A través de filmes como la áspera comedia urbana Daddy longlegs (2009) o la historia de amor entre yonquis Heaven knows what (2014), Josh y Benny Safdie han creado un universo de personajes turbios envueltos en situaciones extrañas a medio camino entre lo naturalista y lo surrealista. Es probable que a usted el apellido Safdie no le suene de nada, y es normal; ninguna de las películas de estos hermanos se ha estrenado en España.

Eso sin duda cambiará gracias a la que ayer presentaron en Cannes, Good time, y no solo porque la protagoniza Robert Pattinson ni porque el actor está que se sale en la piel de un tipo repulsivo y a la vez increíblemente magnético, terrible a la hora de elegir peinados y aún peor a la de tomar decisiones. El motivo es más sencillo: es una cinta magnífica de la que oiremos hablar; probablemente, sin ir más lejos, este domingo cuando se haga público el palmarés.

ATRACO A UN BANCO / Good time arranca con el atraco a un banco y rápidamente se transforma en una odisea nocturna cómicamente kafkiana durante la que Connie (Pattinson) se esconde en sucesivos hogares ajenos y se alía con pintorescos criminales y busca tesoros y hasta roba botellas de refresco llenas de LSD. Las ideas de bombero que tiene a lo largo del periplo dan fuelle a una sucesión frenética de giros argumentales a cuál más lunático.

Tras asistir a una competición llena de películas empeñadas en convencernos de su potencia alegórica y de la relevancia de sus temas resulta balsámico sentarse frente a la que tiene un objetivo más modesto y que lo cumple con autoridad: mantenernos con las uñas clavadas en el brazo de la butaca y una sonrisa.

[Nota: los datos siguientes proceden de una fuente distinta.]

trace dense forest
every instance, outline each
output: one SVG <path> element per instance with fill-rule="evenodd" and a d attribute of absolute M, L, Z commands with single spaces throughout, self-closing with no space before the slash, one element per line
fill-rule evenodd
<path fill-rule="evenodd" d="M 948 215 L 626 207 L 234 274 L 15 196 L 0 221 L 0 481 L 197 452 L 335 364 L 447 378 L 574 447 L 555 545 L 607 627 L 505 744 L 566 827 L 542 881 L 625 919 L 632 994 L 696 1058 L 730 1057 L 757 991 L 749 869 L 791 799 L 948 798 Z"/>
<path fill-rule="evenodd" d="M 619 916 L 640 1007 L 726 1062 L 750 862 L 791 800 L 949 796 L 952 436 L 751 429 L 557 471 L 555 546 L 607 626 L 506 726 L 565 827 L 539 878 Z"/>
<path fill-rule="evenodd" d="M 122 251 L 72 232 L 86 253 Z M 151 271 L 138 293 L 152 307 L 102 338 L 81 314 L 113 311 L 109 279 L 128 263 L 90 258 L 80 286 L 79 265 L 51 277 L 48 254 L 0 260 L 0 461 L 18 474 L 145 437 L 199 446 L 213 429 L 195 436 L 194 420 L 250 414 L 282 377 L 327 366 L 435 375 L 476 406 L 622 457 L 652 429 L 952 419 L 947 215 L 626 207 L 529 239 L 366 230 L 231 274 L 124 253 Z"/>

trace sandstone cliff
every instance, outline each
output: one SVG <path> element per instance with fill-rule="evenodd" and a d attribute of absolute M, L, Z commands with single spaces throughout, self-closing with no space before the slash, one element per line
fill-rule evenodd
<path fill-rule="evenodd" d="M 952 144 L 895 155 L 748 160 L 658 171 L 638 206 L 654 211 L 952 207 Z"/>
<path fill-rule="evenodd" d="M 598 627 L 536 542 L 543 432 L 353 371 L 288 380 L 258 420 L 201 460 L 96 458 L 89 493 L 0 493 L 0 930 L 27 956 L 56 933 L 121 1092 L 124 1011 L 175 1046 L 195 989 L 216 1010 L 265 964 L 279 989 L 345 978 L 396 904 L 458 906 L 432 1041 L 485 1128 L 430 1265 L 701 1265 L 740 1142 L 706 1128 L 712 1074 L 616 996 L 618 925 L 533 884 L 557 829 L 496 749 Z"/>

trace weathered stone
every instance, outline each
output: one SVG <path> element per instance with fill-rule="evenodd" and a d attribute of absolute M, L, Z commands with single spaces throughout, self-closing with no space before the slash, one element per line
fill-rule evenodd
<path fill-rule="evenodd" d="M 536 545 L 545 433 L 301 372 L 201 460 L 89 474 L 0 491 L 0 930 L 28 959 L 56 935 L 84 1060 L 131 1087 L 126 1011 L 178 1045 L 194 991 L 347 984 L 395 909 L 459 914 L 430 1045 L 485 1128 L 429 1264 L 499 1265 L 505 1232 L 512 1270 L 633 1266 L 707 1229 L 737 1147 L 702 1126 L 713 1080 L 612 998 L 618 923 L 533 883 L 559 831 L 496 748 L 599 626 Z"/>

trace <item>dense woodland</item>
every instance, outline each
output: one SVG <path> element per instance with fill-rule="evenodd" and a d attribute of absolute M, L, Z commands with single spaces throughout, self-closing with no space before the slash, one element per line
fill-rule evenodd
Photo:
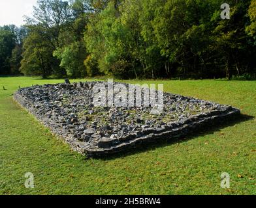
<path fill-rule="evenodd" d="M 224 1 L 38 1 L 25 25 L 0 27 L 0 74 L 255 77 L 256 0 Z"/>

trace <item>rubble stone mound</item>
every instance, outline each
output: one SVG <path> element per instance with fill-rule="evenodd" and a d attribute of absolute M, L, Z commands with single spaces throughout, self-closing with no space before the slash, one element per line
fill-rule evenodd
<path fill-rule="evenodd" d="M 152 114 L 152 106 L 145 105 L 144 98 L 140 107 L 95 106 L 93 88 L 99 84 L 108 86 L 106 82 L 36 85 L 18 90 L 14 98 L 74 150 L 88 157 L 182 138 L 240 114 L 231 106 L 165 92 L 160 114 Z M 145 98 L 145 88 L 141 90 Z"/>

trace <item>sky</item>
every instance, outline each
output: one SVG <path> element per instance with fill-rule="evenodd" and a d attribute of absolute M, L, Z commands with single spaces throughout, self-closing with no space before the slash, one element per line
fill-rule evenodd
<path fill-rule="evenodd" d="M 0 26 L 25 23 L 24 16 L 31 16 L 37 0 L 0 0 Z"/>

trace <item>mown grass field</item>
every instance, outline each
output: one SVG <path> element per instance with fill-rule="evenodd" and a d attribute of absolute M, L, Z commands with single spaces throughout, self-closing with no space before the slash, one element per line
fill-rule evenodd
<path fill-rule="evenodd" d="M 88 160 L 12 100 L 19 85 L 61 82 L 0 77 L 1 194 L 256 194 L 256 81 L 129 81 L 163 83 L 165 91 L 232 105 L 249 116 L 182 140 Z M 27 172 L 34 174 L 34 188 L 24 187 Z M 220 187 L 223 172 L 231 176 L 229 189 Z"/>

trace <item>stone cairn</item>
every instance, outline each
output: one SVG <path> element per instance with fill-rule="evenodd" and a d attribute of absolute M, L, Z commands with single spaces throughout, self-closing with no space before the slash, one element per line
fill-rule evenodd
<path fill-rule="evenodd" d="M 240 113 L 231 106 L 170 93 L 163 93 L 163 110 L 159 114 L 152 114 L 152 107 L 145 106 L 144 100 L 140 107 L 97 107 L 93 88 L 99 84 L 108 85 L 106 82 L 71 84 L 66 79 L 65 84 L 20 88 L 14 98 L 74 150 L 88 157 L 182 138 Z M 114 86 L 118 84 L 113 83 Z"/>

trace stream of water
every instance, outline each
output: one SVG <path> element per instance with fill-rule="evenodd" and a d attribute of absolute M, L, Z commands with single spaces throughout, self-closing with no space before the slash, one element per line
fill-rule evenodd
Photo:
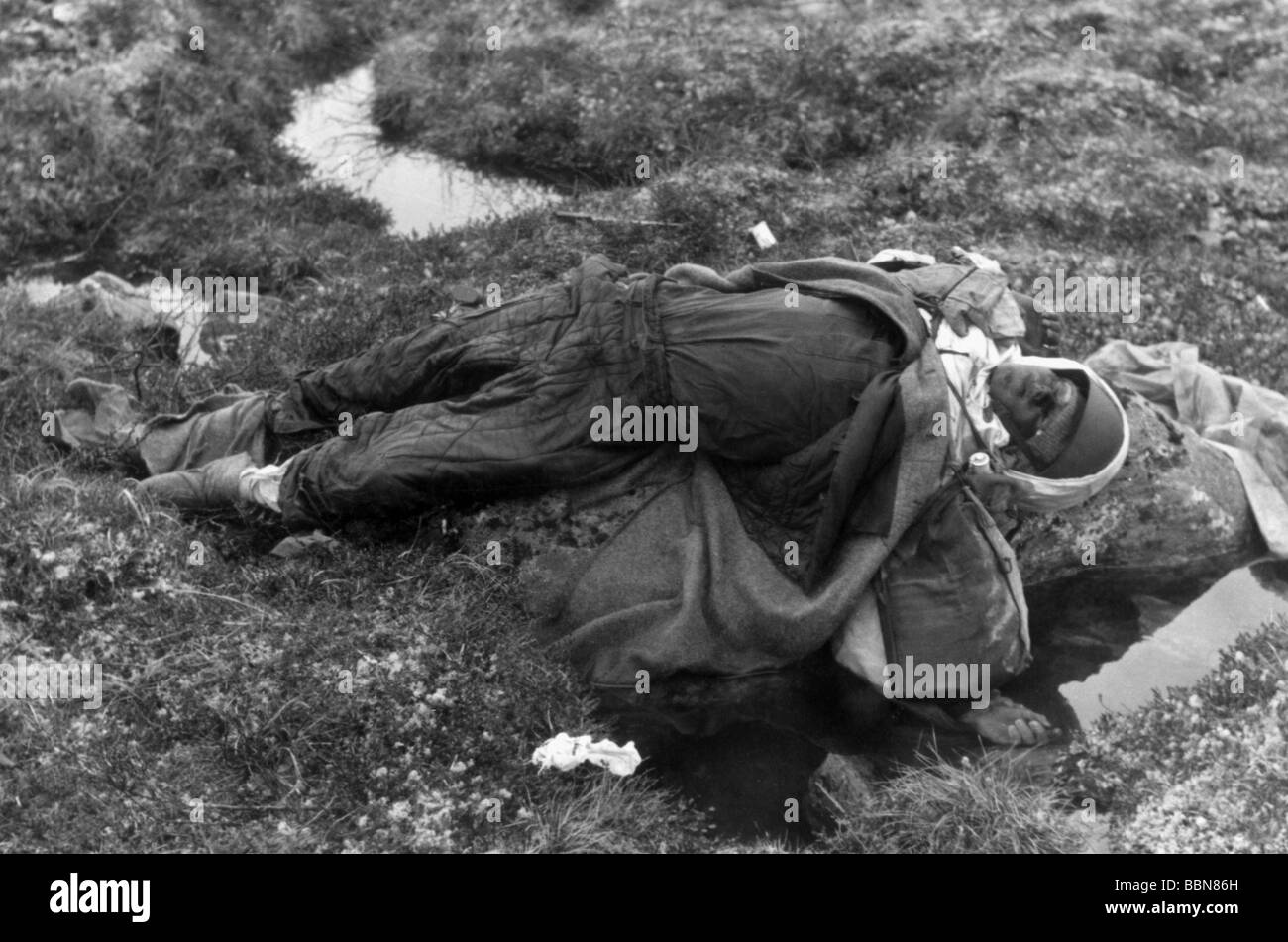
<path fill-rule="evenodd" d="M 335 183 L 389 210 L 404 234 L 452 229 L 553 202 L 535 183 L 477 174 L 422 152 L 394 149 L 371 120 L 375 81 L 370 66 L 296 93 L 281 140 L 313 167 L 313 179 Z"/>

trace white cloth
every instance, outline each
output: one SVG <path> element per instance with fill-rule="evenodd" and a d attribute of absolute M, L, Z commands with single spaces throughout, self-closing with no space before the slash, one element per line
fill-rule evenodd
<path fill-rule="evenodd" d="M 582 762 L 590 762 L 595 766 L 603 766 L 613 775 L 630 775 L 641 759 L 635 743 L 627 743 L 623 746 L 609 739 L 591 743 L 590 736 L 573 737 L 567 732 L 560 732 L 532 752 L 532 762 L 541 766 L 542 770 L 554 766 L 560 772 L 567 772 Z"/>
<path fill-rule="evenodd" d="M 933 323 L 930 314 L 921 311 L 921 317 L 930 327 Z M 961 402 L 957 396 L 949 395 L 948 434 L 952 436 L 949 458 L 953 466 L 963 465 L 972 452 L 980 450 L 975 432 L 971 431 L 971 422 L 984 440 L 984 450 L 996 457 L 998 450 L 1010 443 L 1011 436 L 993 414 L 988 395 L 988 380 L 998 363 L 1016 359 L 1019 349 L 1015 346 L 998 347 L 974 324 L 966 331 L 965 337 L 958 337 L 947 322 L 939 324 L 935 347 L 944 363 L 944 377 L 965 400 L 966 413 L 970 417 L 970 421 L 965 421 Z"/>
<path fill-rule="evenodd" d="M 1199 362 L 1194 344 L 1179 340 L 1110 340 L 1087 364 L 1230 456 L 1266 546 L 1288 556 L 1288 396 L 1218 373 Z"/>
<path fill-rule="evenodd" d="M 246 503 L 281 513 L 282 479 L 286 477 L 286 466 L 290 463 L 287 461 L 283 465 L 246 468 L 237 476 L 237 497 Z"/>

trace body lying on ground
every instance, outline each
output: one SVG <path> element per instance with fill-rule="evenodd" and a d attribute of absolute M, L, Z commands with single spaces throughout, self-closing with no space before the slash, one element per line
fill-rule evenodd
<path fill-rule="evenodd" d="M 976 484 L 1051 511 L 1123 463 L 1121 404 L 1081 364 L 1032 355 L 1051 324 L 1001 273 L 811 259 L 668 274 L 591 256 L 564 284 L 435 320 L 282 392 L 152 420 L 134 436 L 153 475 L 138 490 L 254 503 L 308 529 L 601 484 L 665 452 L 670 476 L 569 587 L 568 656 L 592 682 L 627 685 L 641 669 L 773 669 L 849 636 L 872 656 L 848 665 L 876 681 L 890 647 L 872 586 L 972 454 Z M 339 434 L 290 453 L 316 430 Z M 1020 631 L 1025 660 L 994 677 L 1027 663 Z M 999 725 L 983 713 L 965 719 L 994 739 L 1047 735 L 1021 708 Z"/>

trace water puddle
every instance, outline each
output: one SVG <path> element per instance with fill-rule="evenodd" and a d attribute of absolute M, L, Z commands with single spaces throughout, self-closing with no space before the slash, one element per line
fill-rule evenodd
<path fill-rule="evenodd" d="M 313 179 L 375 199 L 403 234 L 426 234 L 544 206 L 556 196 L 526 180 L 477 174 L 435 154 L 394 149 L 371 121 L 375 81 L 363 66 L 296 93 L 281 142 L 313 167 Z"/>
<path fill-rule="evenodd" d="M 1041 607 L 1041 606 L 1039 606 Z M 1148 704 L 1153 691 L 1189 686 L 1217 667 L 1217 652 L 1276 613 L 1288 613 L 1288 560 L 1260 560 L 1209 587 L 1167 598 L 1070 587 L 1034 611 L 1034 661 L 1003 691 L 1066 730 L 1105 712 Z M 875 688 L 831 661 L 757 678 L 654 681 L 645 696 L 605 694 L 620 735 L 635 739 L 644 770 L 708 809 L 726 836 L 809 840 L 808 818 L 790 821 L 828 753 L 864 755 L 878 777 L 936 752 L 978 753 L 972 736 L 891 717 Z M 1055 753 L 1038 755 L 1048 766 Z"/>
<path fill-rule="evenodd" d="M 1288 561 L 1262 560 L 1220 579 L 1175 619 L 1083 681 L 1060 686 L 1083 728 L 1099 716 L 1185 687 L 1217 667 L 1217 652 L 1279 613 L 1288 613 Z"/>

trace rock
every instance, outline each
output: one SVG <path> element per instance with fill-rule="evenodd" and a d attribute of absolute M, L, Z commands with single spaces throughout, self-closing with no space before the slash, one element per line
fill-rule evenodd
<path fill-rule="evenodd" d="M 1118 476 L 1087 503 L 1034 515 L 1011 535 L 1025 588 L 1086 579 L 1159 595 L 1224 575 L 1258 552 L 1230 458 L 1145 399 L 1122 400 L 1132 443 Z"/>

Muy distinto es el viaje que relata A gentle creature, también presentada ayer a concurso. Podría decirse que el destino es el corazón mismo de las tinieblas de Rusia de no ser porque, a juzgar por la película, usar en una misma frase las palabras «corazón» y «Rusia» es un oxímoron.

Mientras acompaña a una mujer que trata de entregar un paquete a su marido encarcelado en Siberia, y que sufre todo tipo de humillaciones y problemas burocráticos, el ucraniano Sergei Loznitsa retrata aquel país como lo más parecido al infierno; una sociedad moralmente derruida cuyos ciudadanos tiran de vodka para anestesiarse contra su propia miseria.

Es probable que la furia que derrocha la cinta esté justificada, pero su desmesura al expresarla y su modo de recrearse en el sufrimiento de su protagonista acaban siendo piedras en su propio tejado.